XLIV

Bayle a quelque part mis en doute une ou deux railleries prêtées gratuitement à Louis XIV[447], et il a eu raison. Le grand roi savait quelle valeur les mots mordants auraient acquis dans sa bouche[448]; lors même que son esprit lui en eût fait trouver, soyez donc sûr que, par bonté, par dignité surtout, il ne s'en fût pas permis un seul. M. de Lévis nous dit, dans ses Souvenirs[449]: «Les plus anciens courtisans se rappeloient lui avoir entendu faire une plaisanterie; mais, ajoute-t-il bien vite, on ne pouvoit en citer une autre.»

[447] Édit. in-fol., t. I, p. 12; t. II, p. 98.
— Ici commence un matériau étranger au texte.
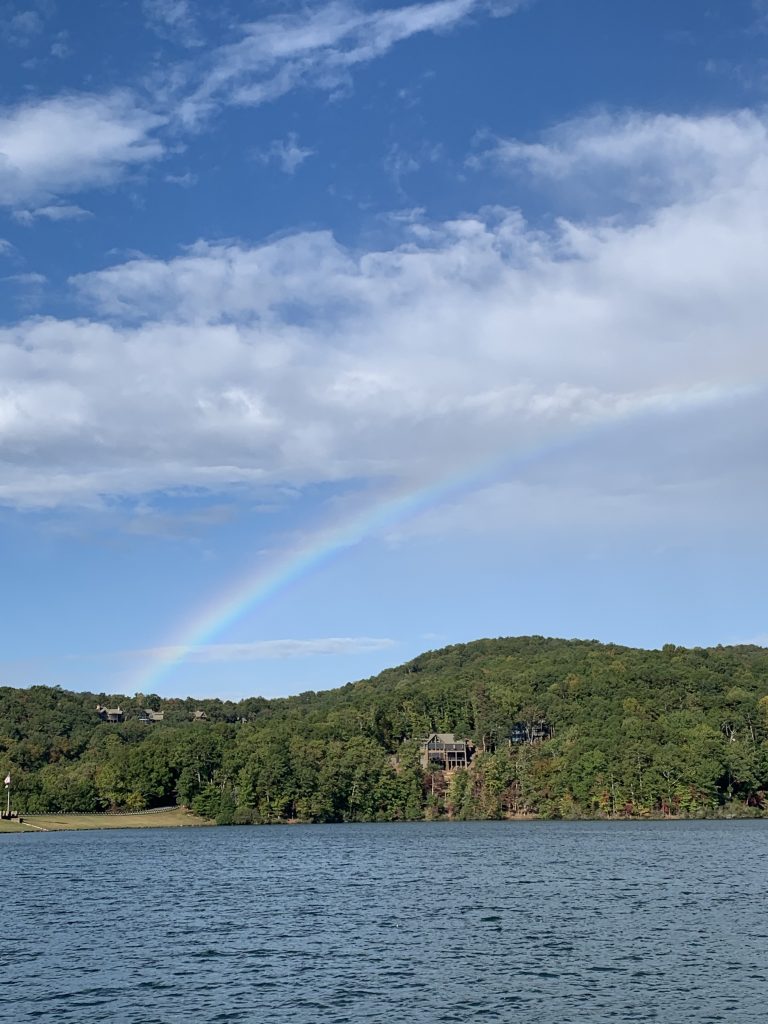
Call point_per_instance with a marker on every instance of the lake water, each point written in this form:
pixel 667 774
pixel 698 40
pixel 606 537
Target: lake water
pixel 534 922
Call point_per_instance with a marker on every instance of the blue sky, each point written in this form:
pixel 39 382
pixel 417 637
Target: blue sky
pixel 332 333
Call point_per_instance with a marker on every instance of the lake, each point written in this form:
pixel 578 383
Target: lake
pixel 545 922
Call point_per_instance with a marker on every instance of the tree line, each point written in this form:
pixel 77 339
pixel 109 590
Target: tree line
pixel 677 731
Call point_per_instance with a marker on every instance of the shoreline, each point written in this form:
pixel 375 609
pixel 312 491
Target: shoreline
pixel 186 819
pixel 76 821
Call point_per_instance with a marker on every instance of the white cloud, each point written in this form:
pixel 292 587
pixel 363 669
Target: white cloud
pixel 185 180
pixel 29 280
pixel 315 48
pixel 66 143
pixel 55 212
pixel 174 19
pixel 20 28
pixel 274 649
pixel 474 340
pixel 638 158
pixel 255 650
pixel 286 153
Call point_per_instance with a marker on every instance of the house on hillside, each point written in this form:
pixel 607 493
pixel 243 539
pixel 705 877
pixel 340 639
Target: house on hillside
pixel 443 749
pixel 530 732
pixel 147 716
pixel 114 715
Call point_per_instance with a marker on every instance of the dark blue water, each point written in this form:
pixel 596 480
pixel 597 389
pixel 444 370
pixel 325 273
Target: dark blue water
pixel 539 922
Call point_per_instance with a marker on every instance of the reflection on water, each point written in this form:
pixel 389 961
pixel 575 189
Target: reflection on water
pixel 545 922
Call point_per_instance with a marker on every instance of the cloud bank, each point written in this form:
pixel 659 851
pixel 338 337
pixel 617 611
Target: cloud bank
pixel 301 360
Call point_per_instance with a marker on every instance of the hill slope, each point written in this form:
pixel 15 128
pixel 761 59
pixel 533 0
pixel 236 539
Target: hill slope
pixel 676 731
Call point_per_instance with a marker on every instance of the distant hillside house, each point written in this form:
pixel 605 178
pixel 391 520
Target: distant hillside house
pixel 529 732
pixel 443 749
pixel 147 716
pixel 113 715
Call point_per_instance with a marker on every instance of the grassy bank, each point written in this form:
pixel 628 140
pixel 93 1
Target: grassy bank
pixel 67 822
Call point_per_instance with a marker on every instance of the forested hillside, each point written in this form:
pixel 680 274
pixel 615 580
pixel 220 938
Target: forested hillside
pixel 633 732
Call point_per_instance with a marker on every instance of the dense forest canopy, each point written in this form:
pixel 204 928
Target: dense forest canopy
pixel 629 732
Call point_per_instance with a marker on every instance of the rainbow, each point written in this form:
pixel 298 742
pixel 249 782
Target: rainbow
pixel 379 514
pixel 258 586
[448] «Car encores qu'un roy, dit Amyot au chap. V de son Projet de l'éloquence royale, puisse non seulement dire mais aussi faire tout ce qui luy plaist: si est-ce qu'en ceci où il cherche du plaisir il y doibt avoir aussi quelque contentement pour ceuls à qui il parle; de sorte que ses propos semblent plutost chatouiller que piquer aigrement: tant pour retenir l'auctorité que telle chose diminue, que pour ce que les hommes souvent endurent fort impatiemment un traict de moquerie, mesmement quand il est jetté par celuy contre lequel on n'ose user de revanche.»

[449] 2e édit., p. 25-26.

Était-ce impuissance ou retenue d'esprit? L'une plutôt que l'autre. Ces quelques lignes de Bussy, que la vérité amène presque à être courtisan, vous en convaincront. «Le roy, dit-il, aime naturellement la société, mais il se retient par politique; la crainte qu'il a que les François, qui abusent aisément des familiarités qu'on leur donne, ne choquent le respect qu'ils luy doivent le fait tenir plus réservé...» A peine se permettait-il de rire aux choses les plus risibles. Quand cela d'aventure arrivait, c'était un événement qui faisait grand bruit à la cour, et dont Saint-Simon, rentré chez lui, prenait note pour ses Mémoires[450].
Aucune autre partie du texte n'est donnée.